Dang it all to hell. Friday morning I relented to allow my laptop that I use for my emails to to the updates from Microsoft that the little nag reminder has been insisting that I do. I never do them immediately, as I would prefer the bugs to get worked out of such updates by other unwitting beta testers for Microsoft before I implement them. So I ignore the nag-o-grams for about a week. But it had been about a week, so what the heck.
Wrong move. My system seemed to get slower and slower by the minute while using it. I use Mozilla Thunderbird for my mail reader and it stopped picking up messages from the servers. Trying to read old emails was a joke. It's like my system had converted to a 300 baud modem.
Of course, there was no restore point (I know, I know....) to fall back to. Last system backup I took was back in January, but I do have my email files are backed up.

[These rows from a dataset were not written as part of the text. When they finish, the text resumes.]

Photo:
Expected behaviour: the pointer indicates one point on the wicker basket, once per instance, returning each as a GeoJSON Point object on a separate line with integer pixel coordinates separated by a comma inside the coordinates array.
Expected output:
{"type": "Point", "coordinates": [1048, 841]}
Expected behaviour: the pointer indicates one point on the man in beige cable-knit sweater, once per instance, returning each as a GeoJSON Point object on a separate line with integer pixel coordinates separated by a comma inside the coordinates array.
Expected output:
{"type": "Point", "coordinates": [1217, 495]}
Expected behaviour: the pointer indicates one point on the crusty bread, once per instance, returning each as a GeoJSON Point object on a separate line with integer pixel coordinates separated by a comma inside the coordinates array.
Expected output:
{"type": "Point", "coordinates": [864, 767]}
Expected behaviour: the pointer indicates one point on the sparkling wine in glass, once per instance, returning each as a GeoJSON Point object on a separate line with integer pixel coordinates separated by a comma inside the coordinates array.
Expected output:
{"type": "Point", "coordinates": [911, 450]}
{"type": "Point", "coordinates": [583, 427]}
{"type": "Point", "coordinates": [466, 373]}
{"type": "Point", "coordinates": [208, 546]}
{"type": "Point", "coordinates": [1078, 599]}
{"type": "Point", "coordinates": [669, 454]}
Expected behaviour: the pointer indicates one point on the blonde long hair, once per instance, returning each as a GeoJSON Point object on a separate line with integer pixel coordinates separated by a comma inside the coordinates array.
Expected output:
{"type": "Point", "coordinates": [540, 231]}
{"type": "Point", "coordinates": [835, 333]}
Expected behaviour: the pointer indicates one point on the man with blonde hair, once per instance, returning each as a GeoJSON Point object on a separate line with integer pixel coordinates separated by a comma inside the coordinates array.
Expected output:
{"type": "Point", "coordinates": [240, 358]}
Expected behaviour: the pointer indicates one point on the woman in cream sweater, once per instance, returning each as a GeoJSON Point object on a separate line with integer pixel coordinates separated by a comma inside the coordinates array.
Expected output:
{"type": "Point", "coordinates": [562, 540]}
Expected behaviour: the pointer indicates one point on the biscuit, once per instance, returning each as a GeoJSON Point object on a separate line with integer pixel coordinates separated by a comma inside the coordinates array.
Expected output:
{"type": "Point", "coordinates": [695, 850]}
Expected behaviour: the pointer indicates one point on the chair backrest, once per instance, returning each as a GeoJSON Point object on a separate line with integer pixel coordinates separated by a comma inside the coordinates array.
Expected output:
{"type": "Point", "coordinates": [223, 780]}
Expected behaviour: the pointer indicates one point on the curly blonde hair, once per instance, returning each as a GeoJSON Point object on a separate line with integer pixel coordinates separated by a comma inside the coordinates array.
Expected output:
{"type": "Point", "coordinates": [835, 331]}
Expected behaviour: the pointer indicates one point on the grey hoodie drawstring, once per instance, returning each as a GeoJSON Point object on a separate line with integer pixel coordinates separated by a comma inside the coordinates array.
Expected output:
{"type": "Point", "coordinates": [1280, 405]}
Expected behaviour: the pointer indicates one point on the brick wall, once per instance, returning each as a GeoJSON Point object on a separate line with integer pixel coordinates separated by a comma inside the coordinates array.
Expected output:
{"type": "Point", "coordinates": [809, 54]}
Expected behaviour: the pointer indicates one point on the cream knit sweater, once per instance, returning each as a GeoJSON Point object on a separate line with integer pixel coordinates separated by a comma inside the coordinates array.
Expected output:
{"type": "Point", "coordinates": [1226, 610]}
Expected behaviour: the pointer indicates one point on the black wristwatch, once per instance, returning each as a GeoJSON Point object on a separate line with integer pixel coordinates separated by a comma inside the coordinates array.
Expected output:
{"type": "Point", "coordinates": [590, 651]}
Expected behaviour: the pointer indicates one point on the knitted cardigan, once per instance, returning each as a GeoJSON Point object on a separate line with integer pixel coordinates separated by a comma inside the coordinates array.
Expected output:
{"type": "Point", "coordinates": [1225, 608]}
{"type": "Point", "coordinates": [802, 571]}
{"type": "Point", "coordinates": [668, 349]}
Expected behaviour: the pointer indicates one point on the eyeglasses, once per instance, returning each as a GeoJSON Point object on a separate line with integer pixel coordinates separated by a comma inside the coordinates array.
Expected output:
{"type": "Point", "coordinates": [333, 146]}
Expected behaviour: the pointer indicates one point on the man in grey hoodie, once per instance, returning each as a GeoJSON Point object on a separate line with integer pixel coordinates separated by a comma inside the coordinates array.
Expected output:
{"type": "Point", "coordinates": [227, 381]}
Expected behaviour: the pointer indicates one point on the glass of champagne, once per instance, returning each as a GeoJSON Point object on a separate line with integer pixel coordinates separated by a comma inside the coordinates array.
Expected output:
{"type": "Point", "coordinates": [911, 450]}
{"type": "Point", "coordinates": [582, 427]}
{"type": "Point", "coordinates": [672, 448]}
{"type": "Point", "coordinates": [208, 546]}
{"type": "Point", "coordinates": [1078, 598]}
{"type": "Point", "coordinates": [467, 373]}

But the problem with backups is that you never know if they are any good until you REALLY need them. And I've been bitten by corrupted backup files in the past.
BTW, my laptop is a Win 7 64 bit system, in case you are wondering.
Anyway, I found an option in the screen to uninstall programs that showed a list of all the system updates and lo and behold, it has an UNINSTALL option for them. Wonderful, I thought. So late last night I went and uninstalled every update that was done on the 16th and 17th. System seemed to reboot like normal after all that, but I found that I'm not connecting to the internet. Matter of fact, I'm not even reaching the router, as ALL network services aren't functioning. I tried both wireless and direct ethernet cable to the router, but nothing. Reloaded the ethernet driver, still nothing. Now I do recall that most of the updates had to do with some sort of .NET services, so I guess those UNINSTALLs corrupted something.
Apparently a restore point was created before those uninstalls I did, so, what the heck, I ran that. Figured I didn't have much to lose at this point.
Nope, still no network access. Everything in Device Manager looks OK, nothing flagged as a glaring error. The automated network check in Windows says I have an error, but yeah, thanks a lot, I KNOW that, just tell me how to FIX that error.
Great......... Anyone got any suggestions about where to look to find the CAUSE of this problem? I'm doing a backup of the system "as is" now in case I make things even worse. And no, I didn't do a backup before the update uninstalls.
Thanks a lot, Microsoft. You are probably the best marketing friend that Apple could ever wish for.